Personal information
- Full name: Daniel James Schofield
- Date of birth: 10 April 1980 (age 46)
- Place of birth: Doncaster, England
- Height: 5 ft 10 in (1.78 m)
- Positions: Midfielder; forward;

Team information
- Current team: Reading (first team coach)

Senior career*
- Years: Team / Apps / (Gls)
- 1997–1998: Brodsworth Welfare
- 1998–2008: Huddersfield Town / 248 / (39)
- 2008–2009: Yeovil Town / 43 / (5)
- 2009–2011: Millwall / 67 / (9)
- 2011–2014: Rotherham United / 37 / (1)
- 2012: → Accrington Stanley (loan) / 8 / (0)
- 2013: → Stockport County (loan) / 5 / (0)
- 2014–2015: FC Halifax Town / 35 / (1)
- 2015–2016: Bradford Park Avenue / 21 / (0)
- 2016–2017: Mickleover Sports / 22 / (0)
- Total:  / 486 / (55)

Managerial career
- 2020: Huddersfield Town (caretaker)
- 2022: Huddersfield Town
- 2022–2023: Doncaster Rovers

= Danny Schofield =

English footballer

Daniel James Schofield (born 10 April 1980) is an English former footballer and manager who is currently a first team coach at Reading.

==Playing career==
===Huddersfield Town===
Schofield was signed by Huddersfield Town from Brodsworth Welfare for a fee of £2,000 in 1998. Although Schofield made his debut in the 1998–99 season against Crewe Alexandra, his first full season in the team came in the 2001–02 season when he found the net 11 times operating as a striker, since then he had been playing as an attacking right sided midfielder until was moved to the left side of midfield.

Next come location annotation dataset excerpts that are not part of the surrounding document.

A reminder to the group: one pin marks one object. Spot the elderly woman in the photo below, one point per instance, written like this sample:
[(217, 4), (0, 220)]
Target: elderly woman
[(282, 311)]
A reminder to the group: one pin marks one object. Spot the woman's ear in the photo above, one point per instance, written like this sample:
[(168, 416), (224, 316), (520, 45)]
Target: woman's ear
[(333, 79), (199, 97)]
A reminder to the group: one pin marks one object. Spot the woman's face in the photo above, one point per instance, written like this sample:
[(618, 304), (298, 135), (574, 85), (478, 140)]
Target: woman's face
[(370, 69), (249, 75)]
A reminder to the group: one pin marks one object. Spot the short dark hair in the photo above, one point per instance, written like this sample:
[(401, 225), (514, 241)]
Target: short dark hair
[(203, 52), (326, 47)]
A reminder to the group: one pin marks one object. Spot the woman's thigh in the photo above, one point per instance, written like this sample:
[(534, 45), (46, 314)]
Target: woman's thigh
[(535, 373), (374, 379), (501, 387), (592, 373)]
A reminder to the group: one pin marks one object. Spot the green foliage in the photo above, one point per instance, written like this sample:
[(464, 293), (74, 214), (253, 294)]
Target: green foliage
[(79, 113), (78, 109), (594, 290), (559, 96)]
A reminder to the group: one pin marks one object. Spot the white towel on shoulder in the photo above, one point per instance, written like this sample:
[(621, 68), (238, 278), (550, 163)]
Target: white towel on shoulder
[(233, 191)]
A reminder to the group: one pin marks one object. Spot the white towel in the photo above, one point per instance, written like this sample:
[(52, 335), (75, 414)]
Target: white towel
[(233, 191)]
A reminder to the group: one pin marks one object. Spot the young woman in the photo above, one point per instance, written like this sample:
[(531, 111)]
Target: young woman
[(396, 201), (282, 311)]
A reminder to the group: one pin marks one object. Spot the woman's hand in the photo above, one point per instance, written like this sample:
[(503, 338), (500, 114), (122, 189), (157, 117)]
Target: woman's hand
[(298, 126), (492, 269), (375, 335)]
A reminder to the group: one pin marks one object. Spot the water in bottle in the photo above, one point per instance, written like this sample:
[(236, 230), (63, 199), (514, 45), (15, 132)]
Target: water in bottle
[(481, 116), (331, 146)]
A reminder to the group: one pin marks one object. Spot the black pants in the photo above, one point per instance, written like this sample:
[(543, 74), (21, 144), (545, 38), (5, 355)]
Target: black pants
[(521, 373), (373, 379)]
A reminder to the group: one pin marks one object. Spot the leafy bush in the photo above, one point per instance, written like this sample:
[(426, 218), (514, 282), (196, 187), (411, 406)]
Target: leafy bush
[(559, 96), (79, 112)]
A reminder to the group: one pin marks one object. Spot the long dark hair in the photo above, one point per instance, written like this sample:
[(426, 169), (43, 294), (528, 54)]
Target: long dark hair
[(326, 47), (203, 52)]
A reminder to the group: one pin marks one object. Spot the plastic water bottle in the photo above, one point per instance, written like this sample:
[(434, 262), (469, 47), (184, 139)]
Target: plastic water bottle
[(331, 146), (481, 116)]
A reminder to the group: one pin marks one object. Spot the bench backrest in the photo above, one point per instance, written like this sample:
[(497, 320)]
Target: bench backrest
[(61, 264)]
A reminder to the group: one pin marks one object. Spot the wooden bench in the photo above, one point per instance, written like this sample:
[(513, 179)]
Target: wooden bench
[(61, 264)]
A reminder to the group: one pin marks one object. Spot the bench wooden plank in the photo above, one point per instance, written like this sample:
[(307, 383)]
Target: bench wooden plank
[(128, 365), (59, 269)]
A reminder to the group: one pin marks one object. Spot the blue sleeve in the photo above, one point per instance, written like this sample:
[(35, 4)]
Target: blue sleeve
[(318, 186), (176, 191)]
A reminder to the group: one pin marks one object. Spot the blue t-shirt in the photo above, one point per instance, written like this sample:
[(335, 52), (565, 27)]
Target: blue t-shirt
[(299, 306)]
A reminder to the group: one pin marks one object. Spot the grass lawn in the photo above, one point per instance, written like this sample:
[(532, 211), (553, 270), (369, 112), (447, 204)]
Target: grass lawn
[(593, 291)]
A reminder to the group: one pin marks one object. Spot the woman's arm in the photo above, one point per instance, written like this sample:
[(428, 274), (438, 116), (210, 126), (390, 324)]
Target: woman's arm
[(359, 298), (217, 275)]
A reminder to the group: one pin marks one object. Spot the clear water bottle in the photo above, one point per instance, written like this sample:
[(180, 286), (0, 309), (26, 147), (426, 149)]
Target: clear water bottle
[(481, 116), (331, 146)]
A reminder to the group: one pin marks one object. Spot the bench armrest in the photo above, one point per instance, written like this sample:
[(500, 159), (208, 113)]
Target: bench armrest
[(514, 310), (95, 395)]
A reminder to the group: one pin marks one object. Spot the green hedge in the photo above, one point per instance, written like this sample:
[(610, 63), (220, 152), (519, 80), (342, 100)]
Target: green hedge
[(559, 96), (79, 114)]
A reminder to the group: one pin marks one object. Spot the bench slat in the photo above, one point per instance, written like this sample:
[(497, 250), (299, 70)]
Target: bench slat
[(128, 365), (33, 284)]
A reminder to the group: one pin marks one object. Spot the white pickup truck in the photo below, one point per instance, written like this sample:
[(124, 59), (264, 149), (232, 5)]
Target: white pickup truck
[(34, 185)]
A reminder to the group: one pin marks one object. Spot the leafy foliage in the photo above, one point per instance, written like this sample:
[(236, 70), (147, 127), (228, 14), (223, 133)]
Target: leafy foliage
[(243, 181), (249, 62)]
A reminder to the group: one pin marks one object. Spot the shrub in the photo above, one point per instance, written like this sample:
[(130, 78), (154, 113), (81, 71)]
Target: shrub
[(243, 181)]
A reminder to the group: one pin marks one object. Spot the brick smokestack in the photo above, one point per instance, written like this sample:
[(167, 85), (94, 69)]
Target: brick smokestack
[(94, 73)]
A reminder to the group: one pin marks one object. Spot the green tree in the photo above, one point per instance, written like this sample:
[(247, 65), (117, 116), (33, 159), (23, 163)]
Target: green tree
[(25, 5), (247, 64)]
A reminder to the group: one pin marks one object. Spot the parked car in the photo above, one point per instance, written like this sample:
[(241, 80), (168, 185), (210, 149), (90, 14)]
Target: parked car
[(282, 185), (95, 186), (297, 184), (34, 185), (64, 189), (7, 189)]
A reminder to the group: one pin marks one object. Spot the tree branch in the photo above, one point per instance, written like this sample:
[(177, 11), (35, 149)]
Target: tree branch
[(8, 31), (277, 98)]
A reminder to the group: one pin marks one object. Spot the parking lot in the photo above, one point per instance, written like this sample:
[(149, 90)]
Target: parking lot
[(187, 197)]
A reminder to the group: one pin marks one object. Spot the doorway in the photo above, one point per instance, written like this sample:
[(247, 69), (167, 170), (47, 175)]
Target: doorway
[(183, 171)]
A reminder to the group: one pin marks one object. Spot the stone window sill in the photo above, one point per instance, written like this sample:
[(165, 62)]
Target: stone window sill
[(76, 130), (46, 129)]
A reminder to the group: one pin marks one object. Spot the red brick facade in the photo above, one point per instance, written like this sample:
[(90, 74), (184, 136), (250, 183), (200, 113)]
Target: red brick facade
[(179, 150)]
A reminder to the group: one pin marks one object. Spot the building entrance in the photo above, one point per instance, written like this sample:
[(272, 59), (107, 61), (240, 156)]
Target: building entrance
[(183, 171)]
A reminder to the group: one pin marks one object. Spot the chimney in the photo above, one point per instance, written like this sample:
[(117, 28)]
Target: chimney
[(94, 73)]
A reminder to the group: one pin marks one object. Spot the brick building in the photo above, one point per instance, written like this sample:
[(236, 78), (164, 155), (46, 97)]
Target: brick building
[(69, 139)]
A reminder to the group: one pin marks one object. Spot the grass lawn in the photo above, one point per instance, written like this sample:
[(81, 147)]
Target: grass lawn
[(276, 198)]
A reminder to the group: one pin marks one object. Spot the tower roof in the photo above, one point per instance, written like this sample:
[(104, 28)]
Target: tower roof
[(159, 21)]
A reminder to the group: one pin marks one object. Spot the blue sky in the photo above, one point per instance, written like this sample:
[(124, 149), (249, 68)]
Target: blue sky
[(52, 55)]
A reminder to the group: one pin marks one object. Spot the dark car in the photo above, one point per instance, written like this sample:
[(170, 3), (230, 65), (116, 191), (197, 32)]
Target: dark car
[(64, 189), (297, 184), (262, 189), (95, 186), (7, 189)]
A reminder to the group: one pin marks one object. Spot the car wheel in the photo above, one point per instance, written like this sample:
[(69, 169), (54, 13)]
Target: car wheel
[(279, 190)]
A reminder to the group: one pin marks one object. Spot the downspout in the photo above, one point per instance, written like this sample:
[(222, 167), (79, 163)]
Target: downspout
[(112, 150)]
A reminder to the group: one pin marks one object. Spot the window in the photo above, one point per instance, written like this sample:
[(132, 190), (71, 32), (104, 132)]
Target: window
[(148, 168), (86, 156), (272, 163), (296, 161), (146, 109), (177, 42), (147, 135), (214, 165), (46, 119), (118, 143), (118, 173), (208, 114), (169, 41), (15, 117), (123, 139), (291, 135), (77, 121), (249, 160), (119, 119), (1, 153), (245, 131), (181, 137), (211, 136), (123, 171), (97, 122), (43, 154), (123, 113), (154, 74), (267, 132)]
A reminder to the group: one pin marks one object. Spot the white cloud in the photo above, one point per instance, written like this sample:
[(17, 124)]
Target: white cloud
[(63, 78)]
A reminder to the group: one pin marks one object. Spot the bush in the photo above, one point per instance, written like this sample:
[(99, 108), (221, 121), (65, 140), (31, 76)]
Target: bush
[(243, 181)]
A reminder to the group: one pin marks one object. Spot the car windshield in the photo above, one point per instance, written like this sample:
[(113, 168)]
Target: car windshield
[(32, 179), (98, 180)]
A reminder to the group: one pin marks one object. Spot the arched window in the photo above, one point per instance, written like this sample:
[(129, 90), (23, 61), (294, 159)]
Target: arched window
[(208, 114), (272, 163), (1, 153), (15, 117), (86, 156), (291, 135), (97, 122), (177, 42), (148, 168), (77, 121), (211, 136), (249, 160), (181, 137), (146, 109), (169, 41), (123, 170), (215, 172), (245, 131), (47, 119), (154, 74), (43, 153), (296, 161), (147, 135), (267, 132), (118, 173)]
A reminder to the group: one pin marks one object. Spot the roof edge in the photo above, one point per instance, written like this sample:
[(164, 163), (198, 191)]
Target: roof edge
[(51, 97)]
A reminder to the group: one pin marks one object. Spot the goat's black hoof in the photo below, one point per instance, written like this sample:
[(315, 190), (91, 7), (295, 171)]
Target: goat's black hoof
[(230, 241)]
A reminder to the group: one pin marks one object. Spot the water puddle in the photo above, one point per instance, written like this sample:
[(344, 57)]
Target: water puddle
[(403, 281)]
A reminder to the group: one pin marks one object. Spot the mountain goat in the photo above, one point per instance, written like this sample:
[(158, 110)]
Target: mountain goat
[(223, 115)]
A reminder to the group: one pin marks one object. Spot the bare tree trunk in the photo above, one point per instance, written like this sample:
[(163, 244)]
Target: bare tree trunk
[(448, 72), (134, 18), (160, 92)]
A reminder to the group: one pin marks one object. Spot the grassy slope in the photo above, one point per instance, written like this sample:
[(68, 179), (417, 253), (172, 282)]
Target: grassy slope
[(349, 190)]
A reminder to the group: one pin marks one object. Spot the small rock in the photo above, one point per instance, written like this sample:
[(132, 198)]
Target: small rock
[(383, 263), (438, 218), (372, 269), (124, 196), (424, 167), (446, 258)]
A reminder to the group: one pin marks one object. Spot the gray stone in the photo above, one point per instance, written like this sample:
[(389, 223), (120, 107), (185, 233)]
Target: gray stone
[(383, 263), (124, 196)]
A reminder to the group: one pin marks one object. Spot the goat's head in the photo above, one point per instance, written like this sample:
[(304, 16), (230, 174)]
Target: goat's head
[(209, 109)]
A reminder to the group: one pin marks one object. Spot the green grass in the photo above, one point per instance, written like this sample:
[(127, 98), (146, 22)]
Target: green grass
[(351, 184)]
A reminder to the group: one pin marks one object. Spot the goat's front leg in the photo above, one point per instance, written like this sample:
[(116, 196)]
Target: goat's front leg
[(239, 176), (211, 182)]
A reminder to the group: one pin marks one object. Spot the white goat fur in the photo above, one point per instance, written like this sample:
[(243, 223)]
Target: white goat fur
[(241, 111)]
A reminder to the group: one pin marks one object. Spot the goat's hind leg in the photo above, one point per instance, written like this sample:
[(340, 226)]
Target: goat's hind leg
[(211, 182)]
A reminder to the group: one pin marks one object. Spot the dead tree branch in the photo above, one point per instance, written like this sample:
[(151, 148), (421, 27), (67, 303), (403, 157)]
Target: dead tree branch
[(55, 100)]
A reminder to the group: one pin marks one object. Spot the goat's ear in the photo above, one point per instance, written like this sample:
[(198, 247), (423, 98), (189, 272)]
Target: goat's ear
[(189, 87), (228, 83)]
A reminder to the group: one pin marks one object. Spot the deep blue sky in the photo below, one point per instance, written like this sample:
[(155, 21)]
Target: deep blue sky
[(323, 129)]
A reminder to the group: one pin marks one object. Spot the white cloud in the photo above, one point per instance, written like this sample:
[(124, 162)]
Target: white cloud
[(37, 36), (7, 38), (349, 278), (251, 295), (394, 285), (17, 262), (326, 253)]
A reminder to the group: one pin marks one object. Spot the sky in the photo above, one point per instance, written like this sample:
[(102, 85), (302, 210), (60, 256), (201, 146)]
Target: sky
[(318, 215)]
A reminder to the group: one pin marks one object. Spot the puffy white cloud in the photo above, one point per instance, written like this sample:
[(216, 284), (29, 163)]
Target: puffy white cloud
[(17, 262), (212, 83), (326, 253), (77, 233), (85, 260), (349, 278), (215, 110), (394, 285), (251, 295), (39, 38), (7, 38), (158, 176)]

On 28 February 2008, it was revealed on Huddersfield Town's official website that Danny had requested a move away from the club. Manager, Andy Ritchie explained his name had been circulated with a view to either a loan switch or permanent deal at the end of the season. Yeovil Town were the favorites to capture his signature, although Chesterfield and Rotherham United did also show interest in the midfielder.

On 26 April, he scored on his last home game for Huddersfield Town against Walsall. Huddersfield won the game 2–0.

===Yeovil Town===
The day after being officially released by Huddersfield Town, he agreed to join Yeovil Town, with effect from 1 July.

===Millwall===
On 1 September 2009, Schofield agreed to join League One side Millwall on a two-year deal, after an undisclosed fee was accepted by Yeovil.

===Rotherham United===
At the end of June 2011, Schofield joined League Two club Rotherham United on a free transfer. After not featuring in new Rotherham manager Steve Evans plans for the 2012–13 season, Schofield joined Accrington Stanley on loan for three months on 12 September 2012. He returned to Rotherham United in December 2012, after making 8 appearances on loan. On 13 March 2013, Schofield joined Conference Premier side Stockport County on loan until the end of the season.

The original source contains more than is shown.